I’m supposed to be a writer, yet I have no words for what’s happened in Las Vegas. No words to describe the horror of it, the senselessness, the depravity of hurting or killing so many innocent people.
I can’t imagine the horror for the people that went out to enjoy a concert and didn’t come home. The pain of the families that lost mothers, fathers, sons and daughters to such senseless violence. The long road of healing ahead, both physically and mentally, for the people who were injured.
I don’t have words for any of it, and maybe there are no words.
This isn’t a political blog, so I’m not going to rehash any of the finger-pointing going on right now. It doesn’t bring back the people who died in the worst mass shooting in American history. And it doesn’t bring us together as a nation.
Interesting to note that while many of us were extremely sad and upset, no one I know was surprised. For me, Sandyhook was the final numbing agent. Each person has had their own, but at no point did I hear surprise from others or feel it myself.
After I learned the news, I took a few minutes to grieve. I tried really hard not to cry at work when I over heard others discussing what had happened and popped open Google news to see what it was.

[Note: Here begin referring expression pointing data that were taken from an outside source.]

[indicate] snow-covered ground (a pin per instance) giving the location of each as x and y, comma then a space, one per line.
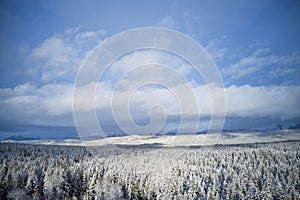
181, 140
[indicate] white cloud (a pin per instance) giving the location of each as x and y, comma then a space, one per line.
58, 57
261, 59
43, 106
167, 22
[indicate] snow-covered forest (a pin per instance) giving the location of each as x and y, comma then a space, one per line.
256, 171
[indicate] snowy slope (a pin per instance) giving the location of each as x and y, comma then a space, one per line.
181, 140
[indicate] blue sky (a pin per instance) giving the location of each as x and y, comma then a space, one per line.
255, 45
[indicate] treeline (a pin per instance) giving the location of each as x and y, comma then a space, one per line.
262, 171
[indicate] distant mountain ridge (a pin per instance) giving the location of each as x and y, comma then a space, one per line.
22, 138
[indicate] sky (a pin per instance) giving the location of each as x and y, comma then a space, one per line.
254, 44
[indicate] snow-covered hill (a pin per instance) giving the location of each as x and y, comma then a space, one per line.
180, 140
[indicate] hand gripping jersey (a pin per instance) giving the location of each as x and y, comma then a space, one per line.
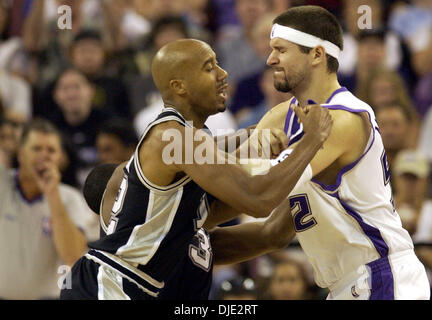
153, 229
352, 222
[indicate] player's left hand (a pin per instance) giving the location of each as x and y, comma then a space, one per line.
270, 146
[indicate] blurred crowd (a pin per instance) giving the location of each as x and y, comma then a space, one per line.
93, 82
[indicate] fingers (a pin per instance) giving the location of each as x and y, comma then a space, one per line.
299, 113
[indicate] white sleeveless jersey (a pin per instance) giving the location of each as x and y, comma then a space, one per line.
352, 222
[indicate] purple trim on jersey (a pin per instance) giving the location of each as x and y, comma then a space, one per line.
288, 117
382, 287
342, 89
334, 187
296, 138
21, 193
373, 233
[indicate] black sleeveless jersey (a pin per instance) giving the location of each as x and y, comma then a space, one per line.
155, 229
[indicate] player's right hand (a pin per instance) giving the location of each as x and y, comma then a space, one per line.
316, 121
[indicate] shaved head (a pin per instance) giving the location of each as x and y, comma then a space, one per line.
176, 60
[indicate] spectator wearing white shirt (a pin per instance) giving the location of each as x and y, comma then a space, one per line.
43, 223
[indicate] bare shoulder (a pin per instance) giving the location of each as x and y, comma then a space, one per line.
275, 117
346, 122
349, 129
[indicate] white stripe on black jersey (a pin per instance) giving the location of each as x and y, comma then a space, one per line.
155, 224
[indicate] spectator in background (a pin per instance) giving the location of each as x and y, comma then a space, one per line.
411, 170
116, 141
289, 281
272, 98
235, 52
389, 50
88, 55
10, 134
76, 118
248, 93
395, 124
237, 289
12, 54
142, 90
413, 22
43, 223
383, 87
15, 92
371, 53
423, 95
49, 44
425, 143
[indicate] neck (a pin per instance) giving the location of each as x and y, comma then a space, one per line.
318, 89
28, 186
188, 113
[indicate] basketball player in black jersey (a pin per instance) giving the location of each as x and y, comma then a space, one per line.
161, 207
229, 245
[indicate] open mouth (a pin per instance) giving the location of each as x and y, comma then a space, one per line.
222, 92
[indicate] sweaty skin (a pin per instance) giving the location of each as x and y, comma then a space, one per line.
195, 86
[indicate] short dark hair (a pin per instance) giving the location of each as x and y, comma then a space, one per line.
122, 129
95, 185
40, 125
318, 22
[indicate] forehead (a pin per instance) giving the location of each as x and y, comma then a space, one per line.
282, 43
205, 53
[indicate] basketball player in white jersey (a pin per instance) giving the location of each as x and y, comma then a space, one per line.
344, 214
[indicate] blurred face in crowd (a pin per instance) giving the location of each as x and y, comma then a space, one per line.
74, 95
260, 36
168, 34
111, 149
287, 282
371, 53
38, 150
161, 8
351, 15
88, 56
394, 127
249, 11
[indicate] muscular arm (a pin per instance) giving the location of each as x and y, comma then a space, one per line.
345, 144
249, 240
254, 195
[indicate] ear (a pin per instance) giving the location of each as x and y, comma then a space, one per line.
318, 56
178, 86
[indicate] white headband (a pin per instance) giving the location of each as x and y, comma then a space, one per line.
304, 39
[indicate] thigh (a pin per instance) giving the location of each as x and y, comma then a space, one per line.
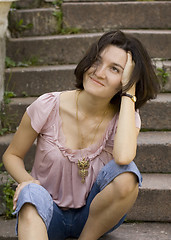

Yeah, I’m a corporate cog, but even cogs can cry while we try really hard not to put ourselves in the people’s places who lost a friend or loved one. Or the children who lost a parent. Or the place of someone who lived while the person next to them died.
And that’s it. I turned off the news. It wasn’t trying to inform me anymore. It was trying to elicit an emotional response and a page click. To keep me invested even though there really is nothing more to tell the general public.
I wish I’d done the same thing with news about the hurricanes. I did do it with the news coming out of Puerto Rico.
No, I’m not heartless, but I have no control over any of these things. I did what I could and donated to the American Red Cross through a charitable drive at work. That’s really all I can do. I have neither the skills to help nor the power to do more.
So, yes, I turned it off. I only have so much to give before I’m emotionally empty. I need to save my reserves for things I can impact. My children. My spouse. My family. My community. My writing.
Maybe this is selfish, maybe this is just self-protection. I’m not sure anymore. But I have noticed I need to do it more and more often. And when I do, I’ve discovered I’m happier, less stressed, and more creative. Not sure if it’s right or wrong, but for me, it’s what I need to do to keep my sanity.
How about you? How do you handle the constant bombardment of the news cycle? Do you just turn it off? If not, how do you cope with the stress and helplessness?